La France, avec un Etat fort et  contrôlé démocratiquement devrait avoir cette vision pour assurer justement son rôle de tiers de confiance.

Rappelons également que nous sommes rentrés depuis plusieurs années en cyber guerre qui est une guerre qui se joue entre géants experts et que l’Etat se doit d’être parmi les meilleurs en cyber défense pour protéger nos vies. Il faut bien croire qu’il y aura moins d’incidents de hacking que dans les sociétés privées comme Equifax aux USA qui s’étaient vu volé le profil avec sécurité sociale, adresse, date de naissance de centaines de millions d’Américains.

En conclusion, oui nous sommes rentrés dans un monde digital où nous sommes un peu tout nu. L’Etat doit jouer ce rôle de tiers de confiance en nous donnant notre identité digitale, de même qu’il nous donne notre « identité papier », si j’ose dire ou « identité physique »… et être capable de la défendre.

Les gains pour la nation sont très importants. Ainsi les Estoniens qui dont un tout petit pays paradoxalement ont deux fois moins de fonctionnaires ou assimilés par habitant que la France, ceci d’après les chiffres européens. Ce qui montre la performance atteinte.

Dans l’industrie, nous avons vu aussi les gains de productivité qui peuvent être fait. A l’époque où en France dans l’immobilier on parle beaucoup de la BIM, les Estoniens s’y sont mit il y a 4 ou 5 ans, une fois que toutes les parties prenantes entre les architectes, les syndics, les promoteurs, etc… jusqu’au citoyen consommateur comprennent le gain qu’ils pouvaient avoir sur une BIM unique avec un standard unique et que chacun arrête de faire sa petite guerre de standard.

Ensuite et pour conclure, et en revenant à la pandémie : dans le système estonien, il y a bien sûr tout l’historique de santé qui est préservé. Ce qui permet une efficacité redoutable, une facilité dans les usages quand je vais à la pharmacie pour retirer un médicament… et ceci aussi, pas uniquement quand je suis en Estonie mais aussi en Finlande. Et c’est pour cela que les Estoniens rêvent que leur standard devienne le standard européen et que ceci puisse se passer à travers toute l’Europe.

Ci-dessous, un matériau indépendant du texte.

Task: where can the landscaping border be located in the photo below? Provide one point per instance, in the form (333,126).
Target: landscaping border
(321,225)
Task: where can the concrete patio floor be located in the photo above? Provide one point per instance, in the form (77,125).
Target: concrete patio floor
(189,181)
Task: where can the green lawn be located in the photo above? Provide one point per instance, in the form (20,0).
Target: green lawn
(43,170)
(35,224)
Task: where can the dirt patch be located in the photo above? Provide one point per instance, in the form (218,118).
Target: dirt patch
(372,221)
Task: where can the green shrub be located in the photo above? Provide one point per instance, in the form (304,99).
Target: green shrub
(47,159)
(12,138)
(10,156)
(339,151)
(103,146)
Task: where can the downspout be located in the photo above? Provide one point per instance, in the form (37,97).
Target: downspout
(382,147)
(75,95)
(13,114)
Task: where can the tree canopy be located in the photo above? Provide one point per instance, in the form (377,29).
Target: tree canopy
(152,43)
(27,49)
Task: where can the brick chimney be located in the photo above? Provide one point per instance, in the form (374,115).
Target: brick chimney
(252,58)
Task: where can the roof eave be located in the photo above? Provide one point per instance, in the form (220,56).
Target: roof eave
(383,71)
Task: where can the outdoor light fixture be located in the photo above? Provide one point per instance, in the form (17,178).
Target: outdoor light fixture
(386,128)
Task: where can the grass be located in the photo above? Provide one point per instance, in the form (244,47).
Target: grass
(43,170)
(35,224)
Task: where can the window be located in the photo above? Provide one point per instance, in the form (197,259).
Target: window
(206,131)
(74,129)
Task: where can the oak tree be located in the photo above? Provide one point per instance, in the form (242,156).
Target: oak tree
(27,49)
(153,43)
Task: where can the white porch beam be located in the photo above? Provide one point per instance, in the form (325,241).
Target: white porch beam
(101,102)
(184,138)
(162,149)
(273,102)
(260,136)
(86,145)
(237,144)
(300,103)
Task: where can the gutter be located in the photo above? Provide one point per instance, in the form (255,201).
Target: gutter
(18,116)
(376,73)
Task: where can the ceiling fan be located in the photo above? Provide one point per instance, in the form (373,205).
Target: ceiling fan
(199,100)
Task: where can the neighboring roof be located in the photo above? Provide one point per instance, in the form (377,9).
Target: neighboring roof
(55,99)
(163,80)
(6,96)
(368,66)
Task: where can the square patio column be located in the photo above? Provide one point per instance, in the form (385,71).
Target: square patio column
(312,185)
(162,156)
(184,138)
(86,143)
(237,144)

Mais surtout quand vous avez un tiers de confiance bien en place, faire du contact tracking ne pose aucun problème et peut enrayer l’épidémie de façon plus efficace que quand on doit le faire à la main comme en France aujourd’hui comme en témoigne le chiffre de 4,5 mort covid pour 100 000 habitants comparé à nos 45 morts francais/100 000.

De plus, un tel système transparent freine énormément, voir arrête la corruption. Quand on compare les 3 pays baltes entre eux – Lettonie, Estonie et Lituanie – partis dans les mêmes conditions après la chute du mur de Berlin, seule l’Estonie est arrivée à se sortir de ce système quasi mafieux de corruption grâce à la XRoad.

Rappelons-nous, en France, la cour des comptes chaque année hurle sur toutes les inefficacités et toutes les fraudes notamment sur les allocations familiales, sur la sécurité sociale étant donné que l’on n’a pas ce système d’identifiant unique contrôlé par l’Etat.

*D’après le premier ministre Canadien Justin Trudeau (Vivatech 2019) 50% des élection démocratiques dans le monde en 2018 auraient été influencées par une puissance étrangère grâce aux réseaux sociaux.